La crisi del mondo sunnita corrisponde con la crisi del Golfo?
«Con
il crollo del prezzo del petrolio la situazione interna in Arabia
Saudita si è aggravata, l’ultima crisi nel settore costruzioni ha visto
licenziare stranieri ma anche sauditi. Il “sistema Golfo”, che dal 1973
ha fatto perno su Riad fungendo da motore economico del mondo sunnita,
ha ora un problema di distribuzione della rendita a cui è legata anche
la retromarcia egiziana. Credo che il greggio non tornerà mai a quota
100 dollari, l’unica con cui i sauditi potevano far girare il
meccanismo. Oggi Riad vede allontanarsi da un lato il Nord Africa e
dall’altro la Fratellanza, centrata su Ankara e Doha. L’icona della
perdita di potere dei sunniti è Aleppo, la caduta di Aleppo sarà la
consacrazione della sconfitta saudita. Sullo sfondo c’è l’altra grande
sfida: la “visione 2030” di Bin Salman che ambisce a modernizzare il
Paese creando una borghesia lavoratrice ha un grosso limite, la sue
riforme sono di sostanza ed è difficile farle coincidere con la
permanenza del wahabismo. Il grande dramma del Medio Oriente è insomma
la frammentazione del sunnismo attraverso l’agenda dei Fratelli
Musulmani, il crollo del petrolio, il nazionalismo curdo, la nuova
alterigia americana verso i sauditi dovuta allo shale oil. La situazione
è grave ma attenzione, sebbene i sunniti stiano perdendo la massa
demografica a lungo termine è sunnita».
Che partita gioca la Turchia?
«Per
ragioni non chiare anche Ankara sta virando sulla Russia. Il sunnismo
turco si è sempre mosso su due assi, quello di Erbakan, che non prendeva
la borghesia, e quel mix di Fratellanza e non Fratellanza rappresentato
da Erdogan e Gülen che invece ha portato al potere l’Akp. Ora però
Erdogan vuole eliminare Gülen e per farlo ha rispolverato l’alleanza tra
Fratellanza e nazionalismo turco. Come? Con la questione curda, perché
da un lato molti gulenisti come Said Nursi sono curdi e dall’altro il
tema cementa il nazionalismo. Per questo per Erdogan i curdi sono oggi
la priorità assoluta, assai più della caduta di Assad. Si dice che la
svolta sia avvenuta a marzo, quando i servizi turchi hanno scoperto che
delle armi date dall’America ai curdi siriani erano passate ai curdi del
Pkk e hanno deciso di orientarsi verso i russi».

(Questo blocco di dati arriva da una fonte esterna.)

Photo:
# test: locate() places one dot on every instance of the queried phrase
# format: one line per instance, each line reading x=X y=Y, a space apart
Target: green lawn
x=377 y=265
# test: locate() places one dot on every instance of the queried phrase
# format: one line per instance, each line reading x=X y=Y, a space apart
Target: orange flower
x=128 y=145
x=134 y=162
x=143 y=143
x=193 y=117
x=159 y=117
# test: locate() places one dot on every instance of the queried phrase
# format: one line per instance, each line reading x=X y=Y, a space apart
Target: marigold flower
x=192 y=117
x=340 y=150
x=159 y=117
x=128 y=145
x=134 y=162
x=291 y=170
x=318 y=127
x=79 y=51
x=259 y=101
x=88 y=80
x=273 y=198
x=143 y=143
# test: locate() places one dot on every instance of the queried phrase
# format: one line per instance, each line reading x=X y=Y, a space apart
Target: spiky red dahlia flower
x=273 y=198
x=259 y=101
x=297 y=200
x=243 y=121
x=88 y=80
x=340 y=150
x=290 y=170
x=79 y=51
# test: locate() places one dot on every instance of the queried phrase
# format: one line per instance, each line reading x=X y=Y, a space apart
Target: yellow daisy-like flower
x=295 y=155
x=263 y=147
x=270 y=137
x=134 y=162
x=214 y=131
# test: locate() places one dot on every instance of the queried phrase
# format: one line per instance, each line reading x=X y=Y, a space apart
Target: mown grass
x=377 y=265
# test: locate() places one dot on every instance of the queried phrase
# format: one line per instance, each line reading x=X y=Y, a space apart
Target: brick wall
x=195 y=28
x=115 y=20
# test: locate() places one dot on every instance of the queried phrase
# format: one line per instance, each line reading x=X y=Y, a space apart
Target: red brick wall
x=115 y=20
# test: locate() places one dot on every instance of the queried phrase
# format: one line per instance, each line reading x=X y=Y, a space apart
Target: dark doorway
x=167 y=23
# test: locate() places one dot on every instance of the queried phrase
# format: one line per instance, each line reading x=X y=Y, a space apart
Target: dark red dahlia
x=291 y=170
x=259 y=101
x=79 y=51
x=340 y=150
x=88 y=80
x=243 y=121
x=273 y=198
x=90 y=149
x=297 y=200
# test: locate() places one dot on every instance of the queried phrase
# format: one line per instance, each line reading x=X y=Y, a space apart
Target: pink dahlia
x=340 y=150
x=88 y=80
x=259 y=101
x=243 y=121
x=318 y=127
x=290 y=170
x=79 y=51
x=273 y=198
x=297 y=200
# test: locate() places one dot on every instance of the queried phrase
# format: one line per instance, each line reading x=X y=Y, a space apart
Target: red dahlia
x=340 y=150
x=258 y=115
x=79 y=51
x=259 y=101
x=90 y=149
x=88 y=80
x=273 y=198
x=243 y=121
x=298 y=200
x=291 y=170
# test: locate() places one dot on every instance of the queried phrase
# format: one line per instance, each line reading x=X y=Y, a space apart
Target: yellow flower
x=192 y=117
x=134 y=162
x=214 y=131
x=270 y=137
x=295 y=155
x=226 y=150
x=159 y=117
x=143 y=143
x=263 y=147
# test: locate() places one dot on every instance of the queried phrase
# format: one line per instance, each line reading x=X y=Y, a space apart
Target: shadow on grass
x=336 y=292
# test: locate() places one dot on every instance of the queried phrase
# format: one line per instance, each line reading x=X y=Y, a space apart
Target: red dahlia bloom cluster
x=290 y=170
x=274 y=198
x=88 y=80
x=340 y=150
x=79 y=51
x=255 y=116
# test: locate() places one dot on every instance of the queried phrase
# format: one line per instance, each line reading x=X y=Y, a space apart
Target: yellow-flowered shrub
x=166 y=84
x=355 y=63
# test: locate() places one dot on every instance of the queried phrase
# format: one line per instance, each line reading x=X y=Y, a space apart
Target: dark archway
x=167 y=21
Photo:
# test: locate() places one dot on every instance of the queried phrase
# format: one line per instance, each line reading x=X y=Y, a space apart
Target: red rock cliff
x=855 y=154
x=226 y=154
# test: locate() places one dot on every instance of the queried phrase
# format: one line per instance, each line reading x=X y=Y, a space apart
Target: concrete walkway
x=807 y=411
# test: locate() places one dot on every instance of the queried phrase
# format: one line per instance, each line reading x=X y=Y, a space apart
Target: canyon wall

L’asse tra Riad e Russia è solo tattico o può essere strategico?
«Nulla
è detto, perché c’è una convergenza tra russi e sauditi sul prezzo del
petrolio, i due Paesi sono alleati contro gli americani. Quanto al suo
fronte interno, Mosca ha usufruito delle debolezze dell’Occidente,
l’Europa divisa, la Francia senza Presidente, l’Italia confusa, la
Brexit, l’opinione pubblica occidentale sedotta dal “putinismo”, ma
sotto sotto il Pil russo è pari a quello spagnolo, meno di quelli
francese e italiano. Putin è un giocatore ma sul lungo termine i
fondamentali economici e politici non ci sono. Gli resta l’alleanza con
l’Iran che comunque ha una sua base, perché il nemico islamico di Putin è
la Cecenia sunnita, lo spettro russo».
L’Europa che fa, sta a guardare?
«La
maggiore sfida dei prossimi anni è la ricostruzione dell’Europa.
L’Europa ha sempre funzionato con il motore franco-tedesco, l’arrivo
della Gran Bretagna in qualche modo è stato disfunzionale. Chissà che la
Brexit non possa servire a rimettere in moto l’ingranaggio. Poi c’è il
Medio Oriente, dove bisognerà capire se la debolezza dell’Arabia Saudita
si tradurrà in un ridimensionamento del pensiero salafita. Quest’ultima
è una questione che riguarda il Medio Oriente ma anche noi, perché quel
modo di pensare l’islam che rifiuta la mescolanza con la società
europea è terribile, soprattutto in Francia, dove si fonde con la
frustrazione sociale delle periferie generando quella forma di nuova
rivendicazione che io chiamo “islamo-gauchismo”».